Sulla stanzialità proprietaria si basa anche la costruzione culturale che ha prodotto le teorie sull’identità personale e collettiva, pensate come entità fisse e separate, pronte a entrare in conflitto. Un impianto contraddetto dagli studi sugli ambienti cognitivi dell’ultimo secolo, secondo i quali “la relazione con gli altri è il cuore della conoscenza” e “lo sviluppo del cervello […] è il prodotto degli effetti che le esperienze esercitano sull’espressione del potenziale genetico”. Insomma, il cervello è un organo che si nutre di relazioni e di dialogo. “La mia coscienza dipende non solo da quel che succede nel mio cervello, ma anche dalla mia storia e dalla mia attuale posizione nel mondo, nonché dalla mia interazione con esso”. Se questo è vero, senza salti logici, si può dire che l’essere umano è per sua natura portato a vivere meglio in una società basata sull’integrazione e sul reciproco riconoscimento. Motivo in più per rifiutare le varie forme di razzismo, da quelle estreme e più aggressive a quelle ammantate di accondiscendenza, che nascondono un malcelato senso di superiorità dell’uomo bianco, ancora succube del mito del buon selvaggio.
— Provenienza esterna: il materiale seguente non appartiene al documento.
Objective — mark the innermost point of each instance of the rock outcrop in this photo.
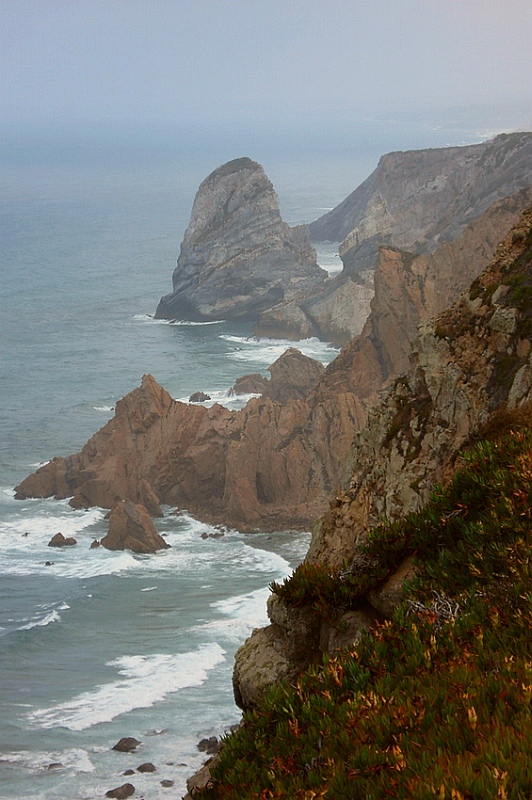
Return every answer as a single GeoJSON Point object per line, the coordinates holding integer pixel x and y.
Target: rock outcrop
{"type": "Point", "coordinates": [413, 201]}
{"type": "Point", "coordinates": [131, 528]}
{"type": "Point", "coordinates": [275, 463]}
{"type": "Point", "coordinates": [416, 200]}
{"type": "Point", "coordinates": [238, 257]}
{"type": "Point", "coordinates": [468, 362]}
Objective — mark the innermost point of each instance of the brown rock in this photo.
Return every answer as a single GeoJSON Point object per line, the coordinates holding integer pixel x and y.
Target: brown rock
{"type": "Point", "coordinates": [199, 397]}
{"type": "Point", "coordinates": [147, 767]}
{"type": "Point", "coordinates": [293, 375]}
{"type": "Point", "coordinates": [131, 528]}
{"type": "Point", "coordinates": [274, 465]}
{"type": "Point", "coordinates": [60, 541]}
{"type": "Point", "coordinates": [386, 598]}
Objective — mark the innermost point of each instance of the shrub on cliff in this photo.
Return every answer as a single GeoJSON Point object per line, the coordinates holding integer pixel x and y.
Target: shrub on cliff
{"type": "Point", "coordinates": [437, 702]}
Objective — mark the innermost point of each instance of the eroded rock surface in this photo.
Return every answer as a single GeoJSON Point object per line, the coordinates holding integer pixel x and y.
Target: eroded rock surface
{"type": "Point", "coordinates": [238, 257]}
{"type": "Point", "coordinates": [468, 362]}
{"type": "Point", "coordinates": [131, 528]}
{"type": "Point", "coordinates": [275, 463]}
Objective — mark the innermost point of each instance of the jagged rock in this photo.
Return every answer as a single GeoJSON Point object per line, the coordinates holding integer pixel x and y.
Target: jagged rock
{"type": "Point", "coordinates": [257, 466]}
{"type": "Point", "coordinates": [238, 257]}
{"type": "Point", "coordinates": [270, 465]}
{"type": "Point", "coordinates": [260, 663]}
{"type": "Point", "coordinates": [254, 383]}
{"type": "Point", "coordinates": [293, 375]}
{"type": "Point", "coordinates": [61, 541]}
{"type": "Point", "coordinates": [411, 289]}
{"type": "Point", "coordinates": [200, 780]}
{"type": "Point", "coordinates": [210, 745]}
{"type": "Point", "coordinates": [199, 397]}
{"type": "Point", "coordinates": [463, 369]}
{"type": "Point", "coordinates": [121, 792]}
{"type": "Point", "coordinates": [131, 528]}
{"type": "Point", "coordinates": [147, 767]}
{"type": "Point", "coordinates": [418, 199]}
{"type": "Point", "coordinates": [128, 744]}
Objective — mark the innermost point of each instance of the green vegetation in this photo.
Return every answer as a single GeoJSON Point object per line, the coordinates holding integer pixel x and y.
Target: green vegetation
{"type": "Point", "coordinates": [437, 702]}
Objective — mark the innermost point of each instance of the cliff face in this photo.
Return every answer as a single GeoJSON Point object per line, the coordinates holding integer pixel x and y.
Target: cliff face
{"type": "Point", "coordinates": [238, 257]}
{"type": "Point", "coordinates": [467, 363]}
{"type": "Point", "coordinates": [275, 463]}
{"type": "Point", "coordinates": [270, 465]}
{"type": "Point", "coordinates": [418, 199]}
{"type": "Point", "coordinates": [414, 201]}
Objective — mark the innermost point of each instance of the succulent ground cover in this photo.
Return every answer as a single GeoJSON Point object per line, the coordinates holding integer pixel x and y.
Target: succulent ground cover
{"type": "Point", "coordinates": [435, 703]}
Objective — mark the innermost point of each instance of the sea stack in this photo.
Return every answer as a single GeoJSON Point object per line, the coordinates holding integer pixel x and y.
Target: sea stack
{"type": "Point", "coordinates": [238, 258]}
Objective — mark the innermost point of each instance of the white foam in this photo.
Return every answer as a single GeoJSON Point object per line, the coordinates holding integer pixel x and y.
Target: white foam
{"type": "Point", "coordinates": [145, 680]}
{"type": "Point", "coordinates": [73, 758]}
{"type": "Point", "coordinates": [152, 320]}
{"type": "Point", "coordinates": [52, 616]}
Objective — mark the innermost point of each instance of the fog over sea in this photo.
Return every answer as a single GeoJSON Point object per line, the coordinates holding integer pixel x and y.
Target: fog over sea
{"type": "Point", "coordinates": [98, 645]}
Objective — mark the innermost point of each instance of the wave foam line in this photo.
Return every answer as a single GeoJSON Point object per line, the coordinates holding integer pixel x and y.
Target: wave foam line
{"type": "Point", "coordinates": [146, 680]}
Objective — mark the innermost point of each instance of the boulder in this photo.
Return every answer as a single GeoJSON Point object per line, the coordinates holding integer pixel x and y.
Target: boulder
{"type": "Point", "coordinates": [121, 792]}
{"type": "Point", "coordinates": [128, 744]}
{"type": "Point", "coordinates": [147, 767]}
{"type": "Point", "coordinates": [293, 375]}
{"type": "Point", "coordinates": [238, 257]}
{"type": "Point", "coordinates": [131, 528]}
{"type": "Point", "coordinates": [199, 397]}
{"type": "Point", "coordinates": [254, 383]}
{"type": "Point", "coordinates": [61, 541]}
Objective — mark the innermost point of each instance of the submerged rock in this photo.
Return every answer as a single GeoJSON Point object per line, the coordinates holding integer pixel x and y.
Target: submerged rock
{"type": "Point", "coordinates": [128, 744]}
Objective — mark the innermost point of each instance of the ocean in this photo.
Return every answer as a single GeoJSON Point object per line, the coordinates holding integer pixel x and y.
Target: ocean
{"type": "Point", "coordinates": [97, 645]}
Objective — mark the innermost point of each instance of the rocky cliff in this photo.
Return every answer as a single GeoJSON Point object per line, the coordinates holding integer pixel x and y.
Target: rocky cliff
{"type": "Point", "coordinates": [270, 465]}
{"type": "Point", "coordinates": [414, 201]}
{"type": "Point", "coordinates": [238, 257]}
{"type": "Point", "coordinates": [275, 463]}
{"type": "Point", "coordinates": [467, 363]}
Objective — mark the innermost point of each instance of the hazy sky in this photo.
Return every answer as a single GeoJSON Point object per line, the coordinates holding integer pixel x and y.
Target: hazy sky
{"type": "Point", "coordinates": [243, 61]}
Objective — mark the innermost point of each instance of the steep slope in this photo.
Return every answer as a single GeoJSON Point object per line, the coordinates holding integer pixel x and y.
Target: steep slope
{"type": "Point", "coordinates": [414, 201]}
{"type": "Point", "coordinates": [468, 362]}
{"type": "Point", "coordinates": [273, 464]}
{"type": "Point", "coordinates": [417, 199]}
{"type": "Point", "coordinates": [433, 702]}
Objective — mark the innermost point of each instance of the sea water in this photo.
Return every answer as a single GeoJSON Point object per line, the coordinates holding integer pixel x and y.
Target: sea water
{"type": "Point", "coordinates": [97, 645]}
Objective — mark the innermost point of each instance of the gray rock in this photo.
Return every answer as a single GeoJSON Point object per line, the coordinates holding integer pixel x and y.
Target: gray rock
{"type": "Point", "coordinates": [147, 767]}
{"type": "Point", "coordinates": [238, 257]}
{"type": "Point", "coordinates": [199, 397]}
{"type": "Point", "coordinates": [128, 744]}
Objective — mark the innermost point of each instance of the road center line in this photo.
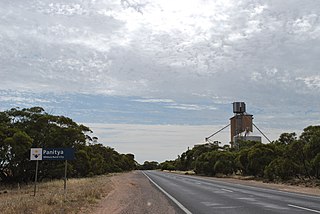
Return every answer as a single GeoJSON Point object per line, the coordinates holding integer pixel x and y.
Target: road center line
{"type": "Point", "coordinates": [169, 196]}
{"type": "Point", "coordinates": [227, 190]}
{"type": "Point", "coordinates": [303, 208]}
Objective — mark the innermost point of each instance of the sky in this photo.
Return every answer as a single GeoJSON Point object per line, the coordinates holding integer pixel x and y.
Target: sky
{"type": "Point", "coordinates": [154, 77]}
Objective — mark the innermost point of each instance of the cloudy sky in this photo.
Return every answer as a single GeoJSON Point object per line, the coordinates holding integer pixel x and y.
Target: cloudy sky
{"type": "Point", "coordinates": [153, 77]}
Il rifiuto della “fissità”
L’identità, quindi, non può essere intesa come monade in sé conclusa. L’identità, come sosteneva lo scrittore Amin Maalouf, nel suo libro L’Identità, “non è data una volta per tutte, si costruisce e si trasforma durante tutta l’esistenza”. E in questo rifiuto della “fissità” sta il contributo principale dello spostare l’attenzione dal soggetto in sé alla relazione tra soggetto e ambiente, che sbriciolando le barriere cognitive tra “interno” ed “esterno” contribuisce anche a mettere al centro dell’attenzione il fatto che viviamo in una permanente dimensione relazionale e processuale, che non è propria solo delle dinamiche cognitive, ma anche, conseguentemente, di quelle sociali ed ecologiche. Ragioni che ci spiegano perché l’approccio del multiculturalismo, che “fissa” astoricamente appartenenze e ambiti culturali ognuno a sé stante, è inadeguato, meglio l’approccio della dimensione meticcia capace di pensare l’individuo non come “espressione di un gruppo portatore di una cultura, ma come nucleo di condensazione di una molteplicità di appartenenze”, basandosi “sui principi del rispetto universale e della reciprocità ugualitaria”. Nella consapevolezza che “l’uguaglianza non può essere garantita da trattamenti identici, ma solo da trattamenti differenziati”, finendo così per risuonare con le parole di don Milani quando affermava che “nulla è più ingiusto che far parti uguali fra disuguali” e con la lezione di Amartya Sen.
Insomma, il viaggio a cui ci guida il libro apre finestre molteplici su un “percorso frastagliato” che si affaccia su quell’intreccio tra devastazioni ecologiche e diaspore umane che stanno segnando la nostra età.